Removal of impacted wisdom teeth is a surgry performed by oral surgeon. Reasons for reemoval of wisdom include
Decay:
Saliva, bacteria and food debris accumulate in the nest opened by the newly emerging tooth, threatening both the wisdom tooth and the adjacent molar tooth. It is very difficult to identify and treat this type of tooth decay early on. Serious symptoms can occur, causing infection with pain and leading to abscesses.

Gum disease (pericoronitis):
If a wisdom tooth has been partially removed, a focus of infection occurs in the gums, where bacteria and food particles are stored. These cause bad breath, pain, edema and prevent the mouth from opening. The infection can spread to the cheek and neck through the lymph. This infection-prone soil around the wisdom tooth can be infected very easily at any time.

Tension pain:
If pressure is applied to neighboring teeth as they grow up, pain can also occur. In some cases this pressure causes wear.

Orthodontic causes:
Many young people are treated orthodontically to correct the misalignment of their teeth. Since the growth pressure of the wisdom teeth affects other teeth, the other teeth can move, which can complicate the misalignment.

Reasons in connection with the prosthesis:
When planning an oral prosthesis, the wisdom teeth must be taken into account. Because after the wisdom tooth has been extracted, a new prosthesis must be made according to the changing structure of the mouth.

Cyst Formation:
A buried cyst causes bone destruction, jaw enlargement, displacement or damage to surrounding teeth. To prevent bone destruction, the cyst should be cleaned after tooth extraction.
Bad tooth position alone is sufficient cause of infection. In such a situation, pressure pain, gum problems and similar conflicts develop suddenly and at an unexpected time.

Wisdom teeth are in areas that are difficult to reach with brushes and floss. This is where bacteria, acids, and food debris accumulate, which over time lead to decay. If the tooth decays and is not repaired with filling, the tooth becomes infected in a short time.

Because these teeth are difficult to keep clean, bacteria and food debris that build up cause bad breath. A buried tooth in a horizontal position under the gum creates pressure that causes other teeth to move, compress, and become crooked.
Bacteria that build up under the gums covering the affected tooth cause an infection.

WHEN IS THE BEST TIME TO GET YOUR WISDOM TEETH DRAWN?

Malocclusion must be extracted between the ages of 14 and 22, regardless of whether it causes symptoms. At an early age, the operation is technically easier and recovery is faster. Operations become more difficult after the age of 40. In addition, with age, the side effects become stronger and the recovery time longer.

IS THERE A DIFFERENCE TO OTHER TOOTH EXTRACTIONS?
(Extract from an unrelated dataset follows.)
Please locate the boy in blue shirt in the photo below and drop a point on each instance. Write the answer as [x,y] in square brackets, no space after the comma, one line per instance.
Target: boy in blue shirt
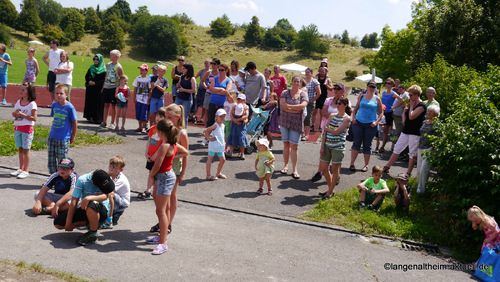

The difficulty of the procedure depends on the location, shape, and size of the wisdom tooth. A simple extraction may result in slight swelling, pain, and bleeding. Some complex withdrawals that require more specialized procedures can also be used. The measures and recommendations to be taken by your dentist will minimize side effects. After the draw, no blood will accumulate in the extraction space and pain may develop. This situation improves within a few days. If the dentist's recommendations are followed, this event may not occur at all. When the bone structure becomes denser and flexibility decreases with age, extraction becomes difficult and healing is slower.

POST-OPERATIVE CARE

Do not touch the wound surface. Otherwise, pain, infection, or bleeding may result.
For the first 24 hours after extraction, chewing with the extracted tooth side should be avoided.
Do not smoke for the first 24 hours after treatment, as this can cause bleeding and impair wound healing.
Avoid spitting. If you spit, you risk bleeding more heavily and the clot may come off.
Check the bleeding. If the wound does not need to be sutured, a sterile gauze is put on. Hold the tampon in your mouth for half an hour to form a clot. If the bleeding continues after removing the gauze, put on a new gauze.
Control the swelling. Applying a cold compress to the area after surgery will slow blood circulation and prevent facial swelling. Apply cool cheesecloth for 20 minutes with 20-minute breaks.
After 24 hours, gargle every 3 hours with a glass of lukewarm water mixed with 1 teaspoon of salt.